Boyraz, kimi zaman bazı öğrenci velilerinin çocuklarının psikolojisini olumsuz etkilediği iddiasıyla sınıflarında engelli çocuk bulunmasına itiraz ettiklerini kaydederek, "Bu durumda engelli ailesi ister istemez tartışmaya girebiliyor. Bazen tartışma kavga boyutuna varıyor" dedi.
"Dalgaya karşı verilen tepki de ağır oluyor"
Engelsiz Hayat Dayanışma Derneği Başkanı Adem Kuyumcu da engelli ailelerinde otomatikman bir savunma mekanizmasının geliştiğini kaydetti.

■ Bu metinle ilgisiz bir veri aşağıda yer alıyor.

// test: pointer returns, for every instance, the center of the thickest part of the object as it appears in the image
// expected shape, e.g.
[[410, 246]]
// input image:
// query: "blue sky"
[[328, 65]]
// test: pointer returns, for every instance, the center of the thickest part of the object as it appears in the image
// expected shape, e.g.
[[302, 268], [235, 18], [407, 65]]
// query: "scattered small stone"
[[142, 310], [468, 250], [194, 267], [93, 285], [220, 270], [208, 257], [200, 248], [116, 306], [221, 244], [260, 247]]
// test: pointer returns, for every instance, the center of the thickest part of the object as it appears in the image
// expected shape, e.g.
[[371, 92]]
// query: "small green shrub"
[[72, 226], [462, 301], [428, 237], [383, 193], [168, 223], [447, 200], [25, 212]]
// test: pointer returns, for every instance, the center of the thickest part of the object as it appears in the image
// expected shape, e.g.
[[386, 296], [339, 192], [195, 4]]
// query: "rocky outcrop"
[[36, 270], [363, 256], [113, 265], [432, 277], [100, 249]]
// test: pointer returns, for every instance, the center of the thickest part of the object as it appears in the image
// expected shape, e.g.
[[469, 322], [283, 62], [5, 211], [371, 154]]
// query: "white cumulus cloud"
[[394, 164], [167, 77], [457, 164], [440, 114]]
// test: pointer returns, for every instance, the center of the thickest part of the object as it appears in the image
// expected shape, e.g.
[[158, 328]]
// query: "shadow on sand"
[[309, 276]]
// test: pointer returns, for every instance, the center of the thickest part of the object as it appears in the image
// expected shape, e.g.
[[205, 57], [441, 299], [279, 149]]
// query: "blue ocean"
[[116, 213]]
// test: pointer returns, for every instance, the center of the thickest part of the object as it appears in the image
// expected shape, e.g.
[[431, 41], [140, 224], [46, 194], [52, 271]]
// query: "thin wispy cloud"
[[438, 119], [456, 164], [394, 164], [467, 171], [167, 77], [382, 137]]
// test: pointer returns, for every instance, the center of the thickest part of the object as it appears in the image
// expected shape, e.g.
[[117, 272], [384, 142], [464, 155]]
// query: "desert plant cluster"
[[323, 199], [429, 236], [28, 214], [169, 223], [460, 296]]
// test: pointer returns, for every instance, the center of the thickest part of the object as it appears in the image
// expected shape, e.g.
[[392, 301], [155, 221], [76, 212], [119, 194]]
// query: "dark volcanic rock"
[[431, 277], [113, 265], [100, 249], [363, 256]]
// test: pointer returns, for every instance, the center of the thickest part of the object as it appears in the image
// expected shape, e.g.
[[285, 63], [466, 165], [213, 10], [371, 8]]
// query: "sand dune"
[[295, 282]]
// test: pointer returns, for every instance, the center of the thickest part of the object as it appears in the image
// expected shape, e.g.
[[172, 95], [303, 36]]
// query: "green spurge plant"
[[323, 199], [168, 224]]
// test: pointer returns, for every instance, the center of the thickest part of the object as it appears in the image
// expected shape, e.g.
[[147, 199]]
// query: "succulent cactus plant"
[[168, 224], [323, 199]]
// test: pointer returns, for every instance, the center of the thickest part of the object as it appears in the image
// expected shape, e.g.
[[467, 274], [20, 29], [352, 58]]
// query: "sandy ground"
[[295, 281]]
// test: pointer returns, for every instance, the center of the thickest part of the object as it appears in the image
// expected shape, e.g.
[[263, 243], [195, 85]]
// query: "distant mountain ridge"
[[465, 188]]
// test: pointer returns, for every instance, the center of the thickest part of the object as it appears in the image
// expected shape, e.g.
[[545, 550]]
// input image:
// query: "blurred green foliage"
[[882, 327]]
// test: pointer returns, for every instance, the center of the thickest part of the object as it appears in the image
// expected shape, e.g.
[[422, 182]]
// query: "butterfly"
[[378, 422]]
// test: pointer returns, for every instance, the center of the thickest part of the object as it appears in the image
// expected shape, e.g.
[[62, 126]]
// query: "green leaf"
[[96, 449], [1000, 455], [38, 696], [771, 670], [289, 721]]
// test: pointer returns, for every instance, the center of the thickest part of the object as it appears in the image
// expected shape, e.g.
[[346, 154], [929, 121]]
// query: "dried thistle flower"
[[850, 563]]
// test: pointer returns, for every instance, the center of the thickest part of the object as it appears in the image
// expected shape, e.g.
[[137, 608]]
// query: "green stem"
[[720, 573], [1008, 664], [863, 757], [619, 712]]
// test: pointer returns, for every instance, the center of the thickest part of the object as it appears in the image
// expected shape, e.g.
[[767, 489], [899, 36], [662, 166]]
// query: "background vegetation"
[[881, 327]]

Vefat eden abisinin karşılaştığı durumu örnek vererek "Kendimden bildiğim için söylüyorum" diyen Kuyumcu şunları söyledi:
Kendini savunamayan bir yakınımla birisi dalga geçiyor. Ben onu savunmak için daha çok tepki veriyorum. Aynı zamanda bu kendisini savunamayan birine karşı yapılan kötülüğe karşı tepki. Psikolojik olarak savunma güdüsü o yakının kendisini savunamadığı için daha çok gelişiyor. Bu her yerde böyle. ABD'de de Almanya'da da böyle... Zaten engelli insanlarla dalga geçmek başlı başına bir suç. Ayrımcılığa giriyor, mobbinge giriyor. Anayasaya göre eşitlik ilkesine aykırı. Bunu yapanlar bütün bu ilkelere karşı bir davranış sergiliyorlar. O davranışa verilen tepki de ağır oluyor maalesef.
"Toplu taşımada ve okullarda da görüyoruz"
Ayrımcılık ve dalga gibi nedenlerle engelli yakınlarının sıklıkla tartışmalara karışabildiğini aktaran Adem Kuyumcu, "Toplumu bu konuda doğru şekilde eğitmek lazım. Bu davranışları bırakmaları lazım. Yoksa bunlar böyle devam eder. Size yansımayan daha hafif şekilde geçen çok fazla şey var. Bunu biz toplu taşımada da görüyoruz. Okullarda da görüyoruz" diyerek sözlerini tamamladı.